日大三vs二松学舎大附
日大三打線開花、4本塁打で二松学舎大附に圧勝
反撃の口火を切る本塁打を放った小牧淳也(日大三)
強風が吹き荒れる中、注目対決に午前中からスタンドは埋まった。
日大三はここまで3試合、スコアの上では圧勝でも、スッキリしない内容であったが、この試合では、好投手相手に打線が覚醒し、4本の本塁打で二松学舎大附を8回コールドで破った。
センバツに出場した二松学舎大附の先発は、左腕のエース・大江竜聖。対する日大三は、先発メンバーに左が4人並ぶ。

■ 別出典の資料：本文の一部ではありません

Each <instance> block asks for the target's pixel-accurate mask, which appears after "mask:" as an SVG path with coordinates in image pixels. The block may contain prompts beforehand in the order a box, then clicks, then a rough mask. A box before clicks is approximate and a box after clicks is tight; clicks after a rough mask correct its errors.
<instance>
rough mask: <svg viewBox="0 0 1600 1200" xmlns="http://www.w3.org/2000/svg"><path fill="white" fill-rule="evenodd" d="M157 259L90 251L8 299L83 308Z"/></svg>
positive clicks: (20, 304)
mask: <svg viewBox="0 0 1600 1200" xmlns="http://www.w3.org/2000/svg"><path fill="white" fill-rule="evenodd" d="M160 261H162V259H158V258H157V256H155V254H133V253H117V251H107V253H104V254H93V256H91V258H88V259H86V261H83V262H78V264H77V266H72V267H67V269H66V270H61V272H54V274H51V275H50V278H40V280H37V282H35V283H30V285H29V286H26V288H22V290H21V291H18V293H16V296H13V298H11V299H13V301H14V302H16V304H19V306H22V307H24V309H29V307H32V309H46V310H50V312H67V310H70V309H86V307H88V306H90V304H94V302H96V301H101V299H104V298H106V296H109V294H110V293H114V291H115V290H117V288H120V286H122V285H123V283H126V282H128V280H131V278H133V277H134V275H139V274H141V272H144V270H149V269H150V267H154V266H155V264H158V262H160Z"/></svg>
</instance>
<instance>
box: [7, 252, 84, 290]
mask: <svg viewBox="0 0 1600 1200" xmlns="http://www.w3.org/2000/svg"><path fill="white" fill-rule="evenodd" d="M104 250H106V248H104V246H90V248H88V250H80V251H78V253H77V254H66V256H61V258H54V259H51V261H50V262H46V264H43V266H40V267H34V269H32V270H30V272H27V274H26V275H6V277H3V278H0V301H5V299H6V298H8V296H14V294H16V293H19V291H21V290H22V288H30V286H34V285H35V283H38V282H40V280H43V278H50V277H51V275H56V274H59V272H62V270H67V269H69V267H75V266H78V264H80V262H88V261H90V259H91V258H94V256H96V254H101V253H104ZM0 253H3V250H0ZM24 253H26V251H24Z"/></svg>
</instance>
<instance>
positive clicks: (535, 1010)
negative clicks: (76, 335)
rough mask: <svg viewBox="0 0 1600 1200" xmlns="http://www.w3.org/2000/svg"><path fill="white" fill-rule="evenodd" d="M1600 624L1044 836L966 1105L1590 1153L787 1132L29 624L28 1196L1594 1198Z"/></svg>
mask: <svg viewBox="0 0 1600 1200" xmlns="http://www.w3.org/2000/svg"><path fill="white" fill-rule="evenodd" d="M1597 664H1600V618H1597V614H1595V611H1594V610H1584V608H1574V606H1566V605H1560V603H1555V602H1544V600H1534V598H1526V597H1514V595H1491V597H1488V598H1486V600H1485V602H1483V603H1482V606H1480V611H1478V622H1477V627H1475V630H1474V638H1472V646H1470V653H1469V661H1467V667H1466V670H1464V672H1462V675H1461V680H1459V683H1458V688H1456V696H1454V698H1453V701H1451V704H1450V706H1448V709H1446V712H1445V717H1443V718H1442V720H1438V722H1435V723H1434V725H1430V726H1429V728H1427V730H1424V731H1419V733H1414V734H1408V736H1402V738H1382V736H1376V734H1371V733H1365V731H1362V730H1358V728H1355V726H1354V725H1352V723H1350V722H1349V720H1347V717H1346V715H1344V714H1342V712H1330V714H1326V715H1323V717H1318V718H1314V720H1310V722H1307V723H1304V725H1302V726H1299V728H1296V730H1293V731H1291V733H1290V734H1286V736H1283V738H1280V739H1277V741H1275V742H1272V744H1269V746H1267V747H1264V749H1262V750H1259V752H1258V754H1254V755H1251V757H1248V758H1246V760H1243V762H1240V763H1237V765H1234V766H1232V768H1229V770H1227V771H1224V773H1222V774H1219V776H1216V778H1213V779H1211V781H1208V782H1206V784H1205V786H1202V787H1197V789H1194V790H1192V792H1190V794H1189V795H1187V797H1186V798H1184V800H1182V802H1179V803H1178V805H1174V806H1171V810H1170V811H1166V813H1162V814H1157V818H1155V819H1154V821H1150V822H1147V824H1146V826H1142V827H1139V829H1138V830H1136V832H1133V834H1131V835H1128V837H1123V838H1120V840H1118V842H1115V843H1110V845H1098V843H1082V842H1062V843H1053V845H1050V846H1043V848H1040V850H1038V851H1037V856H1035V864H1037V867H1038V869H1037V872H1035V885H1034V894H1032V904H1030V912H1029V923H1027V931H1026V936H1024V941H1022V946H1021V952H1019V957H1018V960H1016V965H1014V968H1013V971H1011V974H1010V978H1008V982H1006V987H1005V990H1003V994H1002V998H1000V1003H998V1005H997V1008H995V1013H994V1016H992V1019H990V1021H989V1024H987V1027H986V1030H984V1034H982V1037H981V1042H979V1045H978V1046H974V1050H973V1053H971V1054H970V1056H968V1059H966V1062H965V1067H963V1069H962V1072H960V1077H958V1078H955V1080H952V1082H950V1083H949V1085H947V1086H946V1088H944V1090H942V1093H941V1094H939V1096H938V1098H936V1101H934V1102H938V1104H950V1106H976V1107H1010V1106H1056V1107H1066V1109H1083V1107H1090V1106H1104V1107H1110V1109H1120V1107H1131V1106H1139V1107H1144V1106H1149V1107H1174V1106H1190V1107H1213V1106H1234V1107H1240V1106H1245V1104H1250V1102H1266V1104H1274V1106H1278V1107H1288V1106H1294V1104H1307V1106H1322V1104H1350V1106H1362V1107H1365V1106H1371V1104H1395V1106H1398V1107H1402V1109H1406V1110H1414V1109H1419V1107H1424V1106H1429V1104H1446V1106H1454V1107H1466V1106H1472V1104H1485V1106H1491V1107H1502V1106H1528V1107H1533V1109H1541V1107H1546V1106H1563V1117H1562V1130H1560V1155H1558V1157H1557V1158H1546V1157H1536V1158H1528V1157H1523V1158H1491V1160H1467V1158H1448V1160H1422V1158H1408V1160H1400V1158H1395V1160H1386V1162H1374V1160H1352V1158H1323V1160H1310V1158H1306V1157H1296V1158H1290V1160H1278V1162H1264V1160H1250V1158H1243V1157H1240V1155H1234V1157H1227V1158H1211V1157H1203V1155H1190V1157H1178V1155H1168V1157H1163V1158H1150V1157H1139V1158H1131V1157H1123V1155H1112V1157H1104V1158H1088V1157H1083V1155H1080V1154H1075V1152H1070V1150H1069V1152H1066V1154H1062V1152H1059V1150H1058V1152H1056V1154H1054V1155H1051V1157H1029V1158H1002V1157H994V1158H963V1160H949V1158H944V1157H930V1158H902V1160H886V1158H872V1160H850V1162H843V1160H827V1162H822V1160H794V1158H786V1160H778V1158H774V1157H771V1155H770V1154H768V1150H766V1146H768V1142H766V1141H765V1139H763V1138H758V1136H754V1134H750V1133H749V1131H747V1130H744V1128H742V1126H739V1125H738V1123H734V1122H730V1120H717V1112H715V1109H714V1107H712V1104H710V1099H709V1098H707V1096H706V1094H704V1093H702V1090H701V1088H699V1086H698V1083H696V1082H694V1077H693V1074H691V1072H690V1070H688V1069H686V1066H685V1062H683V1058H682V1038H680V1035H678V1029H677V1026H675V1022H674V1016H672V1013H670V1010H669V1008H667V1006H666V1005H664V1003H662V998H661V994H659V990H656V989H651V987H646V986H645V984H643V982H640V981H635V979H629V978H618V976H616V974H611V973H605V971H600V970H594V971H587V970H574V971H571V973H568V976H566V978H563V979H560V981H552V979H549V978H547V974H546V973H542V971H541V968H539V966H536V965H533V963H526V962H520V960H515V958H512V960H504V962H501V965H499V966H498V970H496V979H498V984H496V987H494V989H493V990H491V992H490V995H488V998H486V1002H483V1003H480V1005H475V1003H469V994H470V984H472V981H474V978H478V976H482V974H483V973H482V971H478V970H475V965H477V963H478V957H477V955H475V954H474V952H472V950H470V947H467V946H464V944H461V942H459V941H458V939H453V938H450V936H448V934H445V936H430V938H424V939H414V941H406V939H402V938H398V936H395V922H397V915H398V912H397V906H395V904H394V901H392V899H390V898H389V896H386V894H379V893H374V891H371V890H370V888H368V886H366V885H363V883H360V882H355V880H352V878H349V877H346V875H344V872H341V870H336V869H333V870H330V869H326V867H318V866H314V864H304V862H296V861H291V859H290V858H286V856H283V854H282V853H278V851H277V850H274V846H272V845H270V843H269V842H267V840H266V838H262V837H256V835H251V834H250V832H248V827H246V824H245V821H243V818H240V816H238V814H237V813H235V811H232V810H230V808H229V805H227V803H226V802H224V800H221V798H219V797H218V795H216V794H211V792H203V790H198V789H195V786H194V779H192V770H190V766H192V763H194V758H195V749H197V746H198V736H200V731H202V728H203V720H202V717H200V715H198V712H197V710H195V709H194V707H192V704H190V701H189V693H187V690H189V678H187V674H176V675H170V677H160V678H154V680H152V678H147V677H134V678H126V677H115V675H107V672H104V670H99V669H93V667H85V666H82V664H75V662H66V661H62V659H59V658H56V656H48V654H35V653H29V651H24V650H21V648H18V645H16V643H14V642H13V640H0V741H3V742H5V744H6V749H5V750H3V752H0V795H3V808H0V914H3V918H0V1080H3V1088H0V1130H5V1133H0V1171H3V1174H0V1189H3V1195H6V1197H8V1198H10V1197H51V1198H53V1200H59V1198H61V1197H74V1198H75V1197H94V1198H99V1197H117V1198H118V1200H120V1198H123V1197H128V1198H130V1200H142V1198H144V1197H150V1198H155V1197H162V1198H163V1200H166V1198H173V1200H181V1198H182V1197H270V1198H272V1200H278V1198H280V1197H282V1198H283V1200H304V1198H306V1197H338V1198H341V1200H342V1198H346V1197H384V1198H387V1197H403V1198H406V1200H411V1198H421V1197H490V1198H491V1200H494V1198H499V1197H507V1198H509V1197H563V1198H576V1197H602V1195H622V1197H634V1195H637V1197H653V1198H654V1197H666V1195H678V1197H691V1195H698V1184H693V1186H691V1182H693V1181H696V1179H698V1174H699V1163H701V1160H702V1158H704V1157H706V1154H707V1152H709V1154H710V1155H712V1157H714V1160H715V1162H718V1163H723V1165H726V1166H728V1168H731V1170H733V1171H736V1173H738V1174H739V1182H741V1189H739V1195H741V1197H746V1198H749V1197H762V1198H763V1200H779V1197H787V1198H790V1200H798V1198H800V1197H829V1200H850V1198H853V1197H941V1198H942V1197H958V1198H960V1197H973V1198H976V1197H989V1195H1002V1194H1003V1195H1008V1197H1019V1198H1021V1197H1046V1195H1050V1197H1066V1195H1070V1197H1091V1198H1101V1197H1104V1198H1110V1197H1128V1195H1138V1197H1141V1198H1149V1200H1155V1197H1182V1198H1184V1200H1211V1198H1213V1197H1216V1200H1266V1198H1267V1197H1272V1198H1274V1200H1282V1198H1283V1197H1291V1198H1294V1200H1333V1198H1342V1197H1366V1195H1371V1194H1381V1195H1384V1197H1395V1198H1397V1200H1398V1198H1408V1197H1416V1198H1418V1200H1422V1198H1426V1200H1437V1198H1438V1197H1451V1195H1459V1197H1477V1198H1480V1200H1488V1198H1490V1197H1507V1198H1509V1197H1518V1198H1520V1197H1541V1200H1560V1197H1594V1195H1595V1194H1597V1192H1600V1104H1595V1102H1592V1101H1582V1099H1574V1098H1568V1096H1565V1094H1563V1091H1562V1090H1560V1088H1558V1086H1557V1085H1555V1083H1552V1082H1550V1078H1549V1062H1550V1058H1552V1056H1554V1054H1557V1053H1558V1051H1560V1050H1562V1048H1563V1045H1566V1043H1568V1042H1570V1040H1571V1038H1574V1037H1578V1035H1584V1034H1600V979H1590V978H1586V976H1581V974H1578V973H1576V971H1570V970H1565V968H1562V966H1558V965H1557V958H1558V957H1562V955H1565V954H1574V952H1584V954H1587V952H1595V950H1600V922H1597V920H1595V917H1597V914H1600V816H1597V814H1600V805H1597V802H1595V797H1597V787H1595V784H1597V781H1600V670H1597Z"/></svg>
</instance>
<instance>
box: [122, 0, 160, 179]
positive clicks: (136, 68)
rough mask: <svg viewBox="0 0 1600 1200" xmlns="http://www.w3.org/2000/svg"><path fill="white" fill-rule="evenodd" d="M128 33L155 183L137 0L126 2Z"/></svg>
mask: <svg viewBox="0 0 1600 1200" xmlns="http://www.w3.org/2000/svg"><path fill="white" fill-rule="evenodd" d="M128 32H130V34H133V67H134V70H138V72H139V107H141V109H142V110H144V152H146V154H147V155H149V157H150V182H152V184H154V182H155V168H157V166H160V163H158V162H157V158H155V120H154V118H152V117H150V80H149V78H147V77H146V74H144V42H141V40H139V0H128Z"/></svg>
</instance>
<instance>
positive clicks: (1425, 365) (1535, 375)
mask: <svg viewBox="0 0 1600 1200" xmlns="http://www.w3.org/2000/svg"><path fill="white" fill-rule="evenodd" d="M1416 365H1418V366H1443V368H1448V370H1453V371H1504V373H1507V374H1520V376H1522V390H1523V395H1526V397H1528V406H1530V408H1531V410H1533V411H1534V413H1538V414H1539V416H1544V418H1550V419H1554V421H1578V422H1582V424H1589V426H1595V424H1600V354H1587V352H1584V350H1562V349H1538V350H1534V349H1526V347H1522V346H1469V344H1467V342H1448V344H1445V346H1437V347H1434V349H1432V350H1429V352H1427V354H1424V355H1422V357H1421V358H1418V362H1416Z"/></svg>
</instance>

日大三の小倉全由監督は、「打てなかったらどうしようとか考えずに、思い切っていけ」と指示。選手はそれに応えた。
もっとも、序盤試合の主導権を握ったのは二松学舎大附だった。
1回裏、秋はベンチ入りすらできなかったものの、秋から冬にかけて成長し、1番打者として定着している平野智也が中前安打で出塁し、犠打、内野安打で三塁に進む。ここでセンバツ以降、勝負強さを買われて4番の座にいる北本一樹が左前安打でまず1点。2回裏にも、四球で出塁した平野潤を、9番の岡田浩輝が左前安打で還して、1点。2-0とした。
日大三、反撃の口火を切ったのは、3回表に飛び出した、1番下小牧淳也のレフトオーバーの本塁打であった。下小牧の本塁打が呼び水となり、日大三の猛攻が始まる。
4回表には、左前安打の川﨑拳士朗を一塁に置いて、7番佐々木勝哉がセンター越えの2ラン本塁打で、日大三が逆転した。この日の大江は、ボールが全体的に高めに行っていた。
6回表には6番小藤翼が今大会3本目となる本塁打を放ち、7回表には、4番坂倉将吾の左前適時打などで1点を入れた。
投げては先発の小谷野楽夕が、序盤に2点を取られたものの、5回を4安打1四球に抑え、試合を日大三ペースに持ち込んだ。6回から登板した田村孝之介も大崩れせず、3回を4安打無失点に抑えた。
勝負ありの満塁本塁打を放った田村孝之介(日大三)
そして8回表。1安打2四死球などによる二死満塁の場面で、打席には、エースでもある3番の田村。この大会まだ本塁打はない田村であったが、大江の初球を思い切り叩くと、第2球場より広い、神宮球場であっても十分オーバーフェンスになるような豪快な一発は満塁本塁打となり、勝負は決し、9-2、8回コールドで、日大三が勝った。
二松学舎大附の市原勝人監督は、いくら打たれても、大江を代えることはなかった。
「今日はスライダーが高めに行きました。今日負ければ終わりということではないので、負けるのであれば、悔しい負けをしてほしい」と市原監督は語る。市原監督は、大江にあえて試練を与えたわけだ。
昨年、「1年生トリオ」で話題になり、夏の甲子園大会に進み、センバツにも出場した。その中で「どこかにおごりがなかったか」というのが、市原監督の思いだ。
大江の投球には、昨年までのような、ハツラツとした感じは、影を潜めていた。ただそれは、大江の成長に必要なプロセスでもあるはずだ。昨年は「怖さ知らずの1年生」という雰囲気だったが、それでは、当然壁にぶつかる。その壁を乗り越えてこそ、本当の意味での、エースであり、好投手になれるのではないか。
二松学舎大附はコールド負けにより、9回を迎えることができなかった。
市原監督は、「あの1イニングをできなかった悔しい気持ちを、夏にどうつなげるかです」と語る。「選手に悔しさをかみしめてほしい」と思っている市原監督自身が悔しさを隠せなかった。二松学舎大附にすれば、想定外の大敗だったかもしれないが、この敗戦をどう受け止めるかで、夏に向けて、非常に意味のある敗戦になるはずだ。
一方、秋季都大会の1回戦でコールド負けした日大三は、「うちは挑戦者」という小倉監督の下、開花した打線がどこまで暴れるか、今後の戦いが注目される。